Uit Wikipedia, de vrije encyclopedie
Antonie Ewoud Jan Holwerda

Antonie Ewoud Jan Holwerda (Gorinchem, 21 juli 1845 - Leiden, 29 augustus 1922) was een Nederlandse hoogleraar Klassieke Archeologie aan de Rijksuniversiteit Leiden en enkele jaren directeur van het Rijksmuseum van Oudheden.

Leven en werk[bewerken | brontekst bewerken]

Holwerda studeerde van 1863 tot 1869 aan de Rijksuniversiteit Utrecht. In 1878 promoveerde hij cum laude op het proefschrift Specimen literarium continens disputationem de dispositione verborum in lingua Graeca, in lingua Latina et apud Plutarchum, cui accedunt commentarioli in libros de Iside et Osiro et de genio Socratis. Eerst doceerde hij aan de HBS in Schiedam en Leiden; in 1896 werd hij benoemd tot hoogleraar Klassieke Archeologie aan de Rijksuniversiteit Leiden.[1] Daarnaast was hij van 1905 tot 1918 directeur van het Rijksmuseum van Oudheden in Leiden.

Holwerda werd zeer gewaardeerd als docent en publiceerde talrijke wetenschappelijke bijdragen op zijn vakgebied. Zo schreef hij onder meer grotere en kleinere verhandelingen over kunst en godsdienst in de Oudheid, in het Nederlands, Latijn en Duits. Hij was lid van de Koninklijke Nederlandse Akademie van Wetenschappen.[2]

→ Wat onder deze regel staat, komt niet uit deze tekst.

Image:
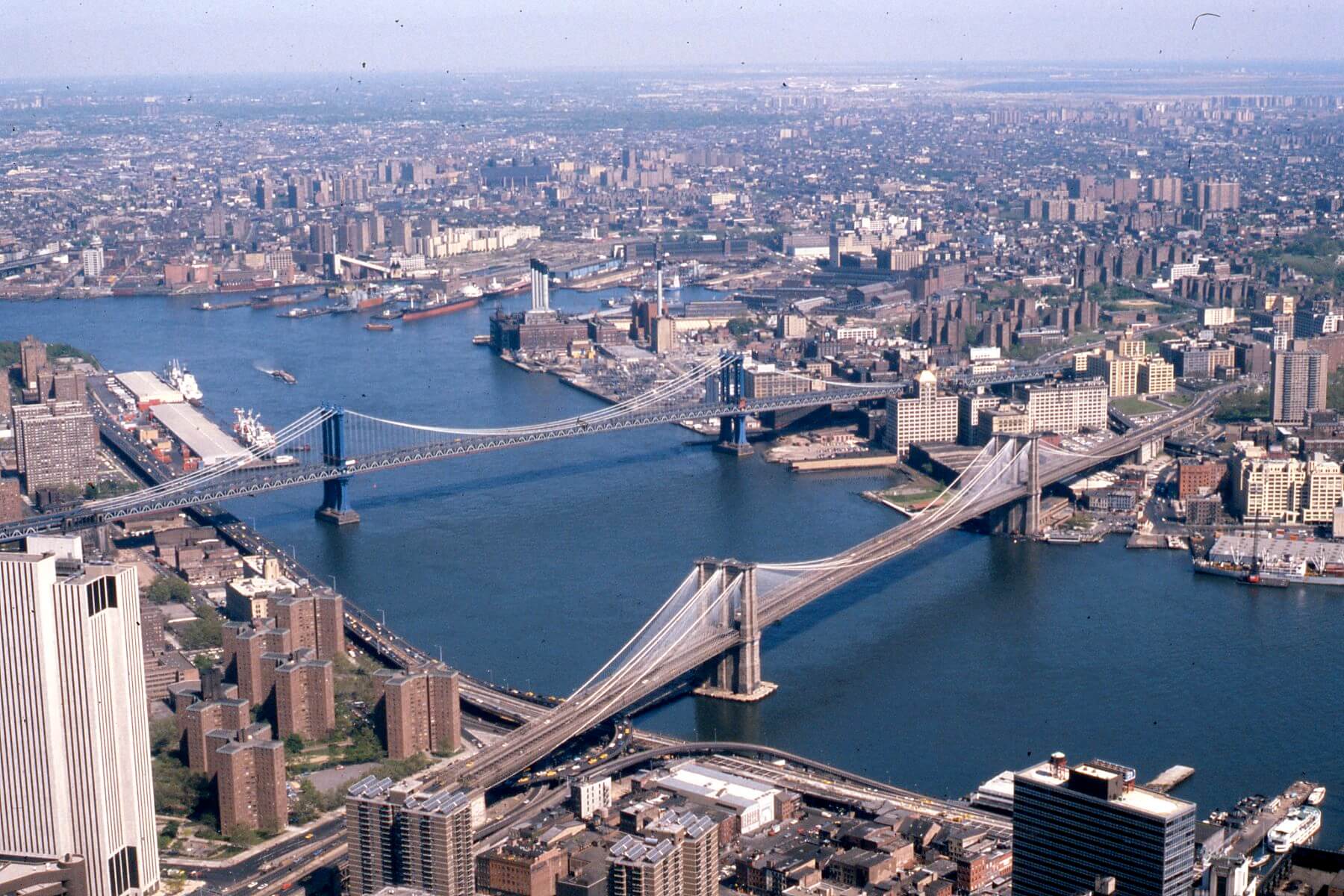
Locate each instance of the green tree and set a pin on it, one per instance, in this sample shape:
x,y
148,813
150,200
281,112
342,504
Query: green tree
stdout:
x,y
179,790
363,747
741,327
206,632
309,803
163,736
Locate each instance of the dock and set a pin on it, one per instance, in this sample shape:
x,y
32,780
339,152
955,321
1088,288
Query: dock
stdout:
x,y
221,307
1169,780
846,462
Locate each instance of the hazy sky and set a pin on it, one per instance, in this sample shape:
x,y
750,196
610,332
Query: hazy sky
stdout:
x,y
45,38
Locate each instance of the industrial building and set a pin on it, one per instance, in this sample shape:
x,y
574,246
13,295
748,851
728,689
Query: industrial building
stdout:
x,y
1073,827
398,837
73,727
752,801
148,390
198,433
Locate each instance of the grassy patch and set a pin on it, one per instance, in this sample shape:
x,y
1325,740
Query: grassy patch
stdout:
x,y
1241,408
1135,406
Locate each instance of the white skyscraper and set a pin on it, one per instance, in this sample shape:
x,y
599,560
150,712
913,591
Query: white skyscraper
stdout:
x,y
74,735
92,258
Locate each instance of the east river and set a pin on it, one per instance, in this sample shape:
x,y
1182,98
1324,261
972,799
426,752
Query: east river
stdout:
x,y
948,665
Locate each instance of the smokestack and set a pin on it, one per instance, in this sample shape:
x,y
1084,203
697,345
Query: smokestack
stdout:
x,y
660,287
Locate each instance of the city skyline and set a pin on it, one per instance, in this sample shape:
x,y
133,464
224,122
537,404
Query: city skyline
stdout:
x,y
72,40
662,469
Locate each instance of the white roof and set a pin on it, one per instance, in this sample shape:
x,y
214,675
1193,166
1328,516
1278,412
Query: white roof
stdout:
x,y
198,433
147,388
721,786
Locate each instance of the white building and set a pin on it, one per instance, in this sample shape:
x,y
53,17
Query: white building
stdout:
x,y
1068,408
92,258
856,334
927,417
1284,489
594,795
752,801
75,775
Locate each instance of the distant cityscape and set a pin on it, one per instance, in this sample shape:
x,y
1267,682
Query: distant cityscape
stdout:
x,y
1045,314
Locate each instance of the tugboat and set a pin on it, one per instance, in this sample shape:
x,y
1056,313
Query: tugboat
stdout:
x,y
250,432
284,376
178,378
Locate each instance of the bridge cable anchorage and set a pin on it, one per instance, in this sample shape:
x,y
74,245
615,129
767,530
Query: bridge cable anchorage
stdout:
x,y
591,707
676,386
179,485
992,461
688,600
877,388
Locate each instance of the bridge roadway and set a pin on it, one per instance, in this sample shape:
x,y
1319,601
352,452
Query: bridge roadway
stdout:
x,y
249,481
539,736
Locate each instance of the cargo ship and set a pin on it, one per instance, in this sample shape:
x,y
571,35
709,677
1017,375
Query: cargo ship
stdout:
x,y
364,300
250,433
285,299
1297,828
300,314
178,378
495,289
441,305
284,376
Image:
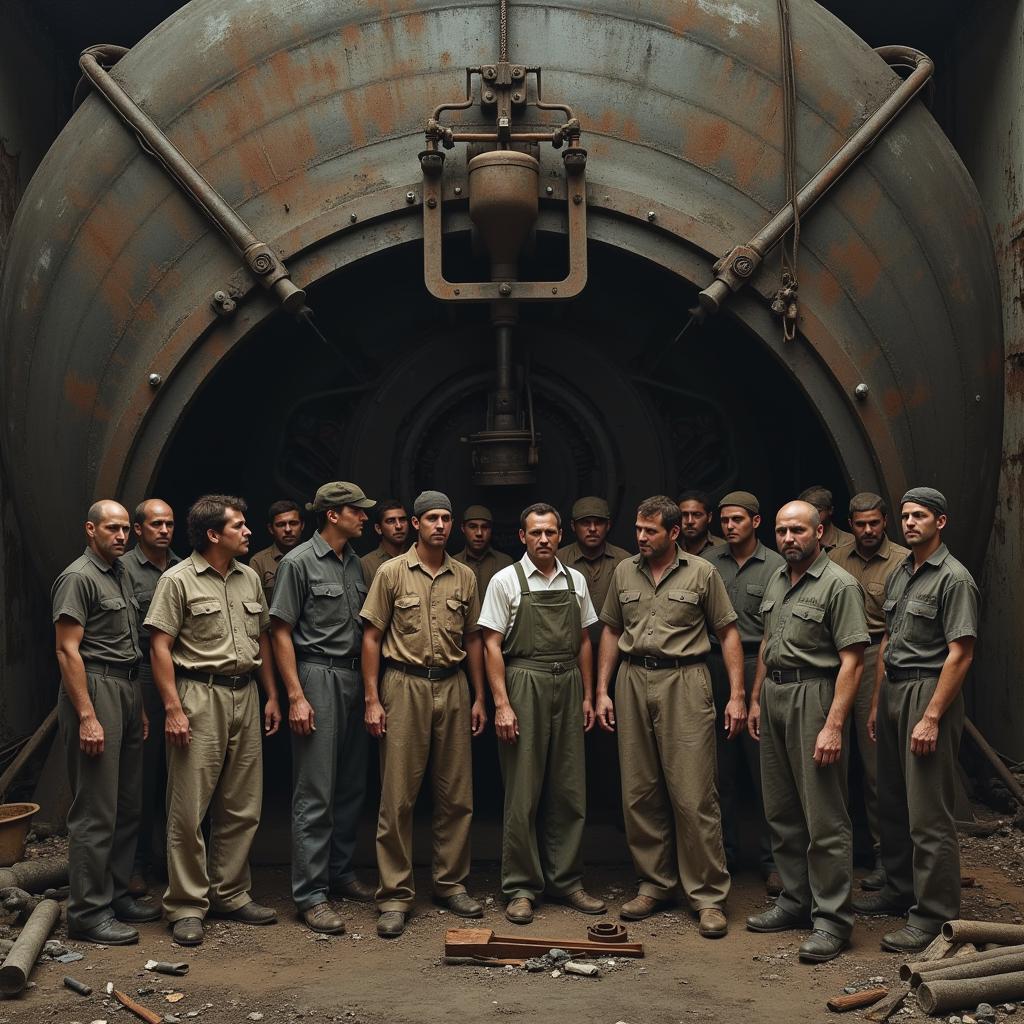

Holwerda trouwde in 1872 in Gouda met Neeltje Jonkheid (1851-1892). Hun zoon Jan Hendrik Holwerda werd ook archeoloog en volgde hem op als directeur van het RMO. Hij hertrouwde met Carolina Louisa Albertina Jongkindt Coninck (1 november 1849-juni 1911). Holwerda is begraven op Begraafplaats Groenesteeg in Leiden.